Schumann is known for including quotations and references to his earlier works, and these are often analyzed - but I haven't found any mention of this one. Is this too attenuated/dissimilar to be considered a quotation?

In Kreisleriana (1838) No. 4, there is a theme that repeats throughout, you can hear it clearly stated at about 0:00-0:30, 1:17-1:31 and also at 3:05-3:35.
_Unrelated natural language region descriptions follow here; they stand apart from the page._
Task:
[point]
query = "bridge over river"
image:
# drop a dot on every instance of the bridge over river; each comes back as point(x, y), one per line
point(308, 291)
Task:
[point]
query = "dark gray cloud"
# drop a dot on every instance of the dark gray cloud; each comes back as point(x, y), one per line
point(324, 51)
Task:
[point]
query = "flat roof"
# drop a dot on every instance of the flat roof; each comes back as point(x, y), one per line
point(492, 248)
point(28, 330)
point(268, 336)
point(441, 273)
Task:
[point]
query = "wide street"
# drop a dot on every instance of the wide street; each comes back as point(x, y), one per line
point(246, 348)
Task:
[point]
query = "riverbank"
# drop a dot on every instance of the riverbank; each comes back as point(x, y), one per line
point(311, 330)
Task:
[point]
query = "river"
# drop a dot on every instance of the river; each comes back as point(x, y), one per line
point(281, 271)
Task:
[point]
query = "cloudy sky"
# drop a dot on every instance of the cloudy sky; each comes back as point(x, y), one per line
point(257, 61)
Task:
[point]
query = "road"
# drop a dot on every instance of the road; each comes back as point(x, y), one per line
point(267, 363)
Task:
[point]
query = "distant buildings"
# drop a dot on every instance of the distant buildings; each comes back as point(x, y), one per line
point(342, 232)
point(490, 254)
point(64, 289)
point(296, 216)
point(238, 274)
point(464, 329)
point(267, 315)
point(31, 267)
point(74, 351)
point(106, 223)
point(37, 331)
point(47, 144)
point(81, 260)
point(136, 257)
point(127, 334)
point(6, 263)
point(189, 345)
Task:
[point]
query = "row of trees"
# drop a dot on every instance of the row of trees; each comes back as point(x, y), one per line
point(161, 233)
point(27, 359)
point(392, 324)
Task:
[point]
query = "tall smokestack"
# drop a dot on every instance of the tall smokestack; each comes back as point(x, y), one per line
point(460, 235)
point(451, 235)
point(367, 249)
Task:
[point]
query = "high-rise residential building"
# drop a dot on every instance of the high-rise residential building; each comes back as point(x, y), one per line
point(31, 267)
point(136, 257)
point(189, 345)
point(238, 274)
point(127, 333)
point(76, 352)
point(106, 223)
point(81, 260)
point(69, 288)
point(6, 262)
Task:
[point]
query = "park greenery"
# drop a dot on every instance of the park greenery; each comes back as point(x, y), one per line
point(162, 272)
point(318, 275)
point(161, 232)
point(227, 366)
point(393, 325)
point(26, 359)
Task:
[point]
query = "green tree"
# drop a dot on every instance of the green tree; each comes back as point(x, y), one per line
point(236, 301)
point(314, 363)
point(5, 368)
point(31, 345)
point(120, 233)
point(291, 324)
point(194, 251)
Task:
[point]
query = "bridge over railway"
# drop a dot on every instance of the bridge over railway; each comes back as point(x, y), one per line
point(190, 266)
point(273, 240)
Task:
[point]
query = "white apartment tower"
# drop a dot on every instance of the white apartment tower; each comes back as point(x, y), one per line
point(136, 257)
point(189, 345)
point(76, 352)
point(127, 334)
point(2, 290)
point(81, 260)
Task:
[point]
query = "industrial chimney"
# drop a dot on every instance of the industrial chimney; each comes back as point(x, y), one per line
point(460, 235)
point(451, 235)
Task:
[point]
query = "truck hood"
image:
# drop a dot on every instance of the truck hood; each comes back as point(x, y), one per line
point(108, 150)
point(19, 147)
Then in the final song of Dichterliebe (1840), during the piano coda, from about 3:20-3:38:






Obviously they aren't identical, but to me the resemblance is strong enough that I'm curious whether it was an intentional reference (esp. given that he was known to do this). On the other hand, he reused material from the violin concerto in composing the theme for the Ghost Variations, apparently without realizing it - but this was more than ten years later when he was in a much worse mental state.

Thoughts?


----------



## SONNET CLV (May 31, 2014)

Some resemblance there, indeed.

Here's a thought, plausible or not I won't argue: Remember that Schumann was quite a literary fellow. The _Kreisleriana_ was apparently inspired by E. T. A. Hoffmann's eccentric conductor Johannes Kreisler, a character of varying moods, resembling Schumann's own "Florestan" and "Eusebius," the two characters the composer used to indicate his own contrasting impulsive and dreamy sides. That final song of the _Dichterliebe _ suggests a similar schizophrenic scenario, one in which the vocalist is set to bury, in his large coffin, both angry, bitter dreams and his love and his suffering.
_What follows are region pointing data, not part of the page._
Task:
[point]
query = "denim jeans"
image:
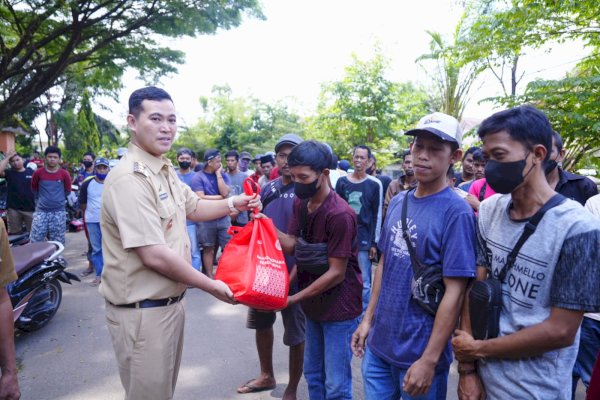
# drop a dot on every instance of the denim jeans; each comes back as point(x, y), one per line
point(327, 358)
point(50, 225)
point(589, 346)
point(383, 381)
point(364, 262)
point(196, 259)
point(95, 238)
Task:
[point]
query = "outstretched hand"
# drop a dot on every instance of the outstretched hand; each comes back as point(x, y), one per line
point(222, 292)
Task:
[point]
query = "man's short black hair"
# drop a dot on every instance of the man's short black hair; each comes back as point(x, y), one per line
point(557, 141)
point(470, 150)
point(478, 156)
point(362, 146)
point(53, 150)
point(185, 150)
point(148, 93)
point(525, 124)
point(310, 153)
point(233, 153)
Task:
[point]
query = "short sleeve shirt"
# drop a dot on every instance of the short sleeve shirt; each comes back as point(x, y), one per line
point(279, 208)
point(144, 203)
point(7, 266)
point(442, 228)
point(334, 223)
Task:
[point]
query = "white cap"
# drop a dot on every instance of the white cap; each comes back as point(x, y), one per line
point(442, 125)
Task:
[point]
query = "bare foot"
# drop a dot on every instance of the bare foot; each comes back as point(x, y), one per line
point(257, 385)
point(289, 394)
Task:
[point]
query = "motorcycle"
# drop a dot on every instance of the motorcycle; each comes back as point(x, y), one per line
point(37, 293)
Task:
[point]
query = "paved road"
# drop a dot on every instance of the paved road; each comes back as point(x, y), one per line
point(72, 358)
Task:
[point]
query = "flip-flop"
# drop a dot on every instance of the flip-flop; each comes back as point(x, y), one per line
point(248, 388)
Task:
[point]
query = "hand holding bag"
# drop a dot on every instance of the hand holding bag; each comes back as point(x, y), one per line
point(485, 297)
point(428, 283)
point(253, 266)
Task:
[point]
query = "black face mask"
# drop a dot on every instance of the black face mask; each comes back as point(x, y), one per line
point(306, 190)
point(504, 177)
point(184, 164)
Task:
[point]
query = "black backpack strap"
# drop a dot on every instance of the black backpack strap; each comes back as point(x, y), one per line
point(482, 191)
point(530, 227)
point(406, 235)
point(275, 195)
point(303, 218)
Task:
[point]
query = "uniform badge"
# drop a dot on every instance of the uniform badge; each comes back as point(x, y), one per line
point(140, 168)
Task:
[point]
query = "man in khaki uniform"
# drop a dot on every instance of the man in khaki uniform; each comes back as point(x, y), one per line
point(9, 385)
point(147, 262)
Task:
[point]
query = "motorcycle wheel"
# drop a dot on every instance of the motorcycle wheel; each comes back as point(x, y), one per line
point(41, 308)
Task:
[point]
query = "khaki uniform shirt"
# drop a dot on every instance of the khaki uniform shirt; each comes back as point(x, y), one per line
point(144, 203)
point(7, 266)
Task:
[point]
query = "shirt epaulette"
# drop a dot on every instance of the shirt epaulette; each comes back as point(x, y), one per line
point(140, 168)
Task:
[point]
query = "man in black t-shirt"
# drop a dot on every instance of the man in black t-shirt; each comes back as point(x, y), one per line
point(20, 200)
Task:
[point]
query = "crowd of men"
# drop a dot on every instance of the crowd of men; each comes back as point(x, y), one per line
point(352, 239)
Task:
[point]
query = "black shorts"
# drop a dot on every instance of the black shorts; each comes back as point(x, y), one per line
point(294, 323)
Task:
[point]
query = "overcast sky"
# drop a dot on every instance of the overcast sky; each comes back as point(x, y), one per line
point(304, 43)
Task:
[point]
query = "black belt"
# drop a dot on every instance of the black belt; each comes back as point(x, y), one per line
point(148, 303)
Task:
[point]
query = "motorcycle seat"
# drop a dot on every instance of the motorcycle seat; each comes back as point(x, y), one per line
point(31, 254)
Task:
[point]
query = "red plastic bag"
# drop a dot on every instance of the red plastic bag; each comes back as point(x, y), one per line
point(253, 266)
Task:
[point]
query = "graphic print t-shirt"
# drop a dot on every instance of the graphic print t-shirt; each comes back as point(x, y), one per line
point(554, 268)
point(442, 229)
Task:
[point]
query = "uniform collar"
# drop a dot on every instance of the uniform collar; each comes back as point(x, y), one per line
point(155, 164)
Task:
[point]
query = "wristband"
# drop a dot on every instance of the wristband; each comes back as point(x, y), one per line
point(230, 205)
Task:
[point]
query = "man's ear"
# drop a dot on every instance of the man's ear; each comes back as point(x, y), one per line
point(131, 122)
point(539, 152)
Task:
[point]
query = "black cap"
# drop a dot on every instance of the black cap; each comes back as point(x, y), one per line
point(210, 154)
point(267, 158)
point(289, 138)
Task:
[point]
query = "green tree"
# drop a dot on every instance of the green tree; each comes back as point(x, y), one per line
point(502, 31)
point(367, 108)
point(452, 77)
point(40, 40)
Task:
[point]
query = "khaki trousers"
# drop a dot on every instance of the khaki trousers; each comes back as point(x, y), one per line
point(148, 344)
point(17, 218)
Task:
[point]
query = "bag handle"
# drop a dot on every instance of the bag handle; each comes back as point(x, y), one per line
point(530, 227)
point(406, 235)
point(251, 188)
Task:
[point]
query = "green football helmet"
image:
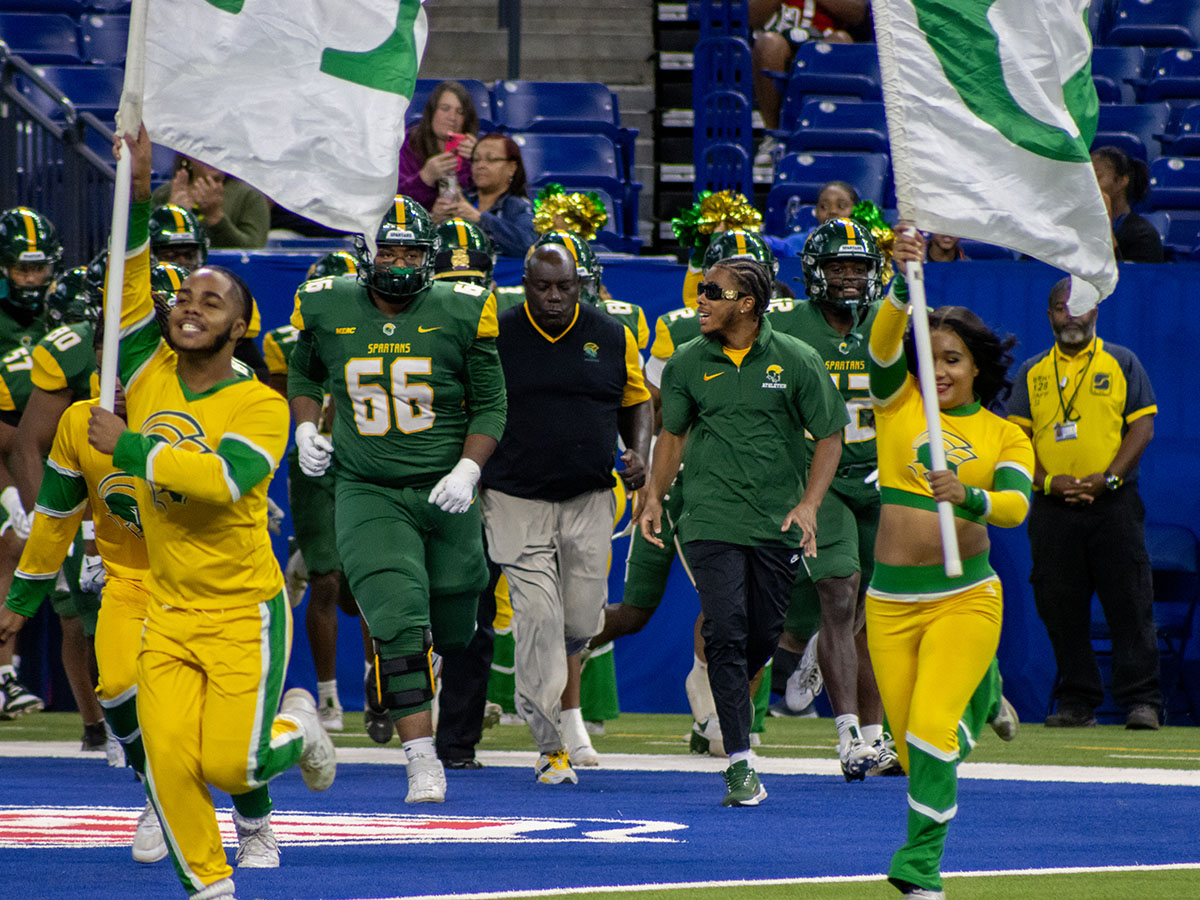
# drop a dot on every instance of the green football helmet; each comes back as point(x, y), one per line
point(72, 299)
point(407, 225)
point(741, 244)
point(178, 237)
point(334, 264)
point(463, 253)
point(586, 262)
point(28, 238)
point(843, 239)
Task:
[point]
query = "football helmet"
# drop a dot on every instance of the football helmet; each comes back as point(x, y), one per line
point(178, 237)
point(586, 262)
point(463, 253)
point(72, 299)
point(28, 238)
point(841, 239)
point(334, 264)
point(738, 243)
point(407, 225)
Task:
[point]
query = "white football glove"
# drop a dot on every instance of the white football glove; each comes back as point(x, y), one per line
point(316, 450)
point(456, 489)
point(91, 574)
point(18, 520)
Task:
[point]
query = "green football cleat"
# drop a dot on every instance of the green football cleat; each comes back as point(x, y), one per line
point(744, 787)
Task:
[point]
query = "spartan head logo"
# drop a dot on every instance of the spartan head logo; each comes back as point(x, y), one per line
point(958, 453)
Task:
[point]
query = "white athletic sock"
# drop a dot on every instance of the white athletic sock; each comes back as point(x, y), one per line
point(419, 748)
point(327, 690)
point(847, 729)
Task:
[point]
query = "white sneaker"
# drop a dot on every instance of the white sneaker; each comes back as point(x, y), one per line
point(149, 845)
point(857, 759)
point(330, 714)
point(257, 847)
point(426, 780)
point(318, 760)
point(766, 153)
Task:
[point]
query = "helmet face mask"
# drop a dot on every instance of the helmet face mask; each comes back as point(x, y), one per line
point(843, 267)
I can see how the composer might have felt a similar sprit between these two musical passages and composed the music for the later one, perhaps even unaware of a tonal similarity to his earlier work, since it came from the same "resource" of his heart.


----------



## mossyembankment (Jul 28, 2020)

Very interesting points. Yes, I was wondering if it may have been intentional, but it definitely could have been another instance of accidental self-quotation...


----------



## SONNET CLV (May 31, 2014)

mossyembankment said:


> Very interesting points. Yes, I was wondering if it may have been intentional, but it definitely could have been another instance of accidental self-quotation...


"...accidental self-quotation."?

Perhaps a better term might be "subconscious self-quotation".


----------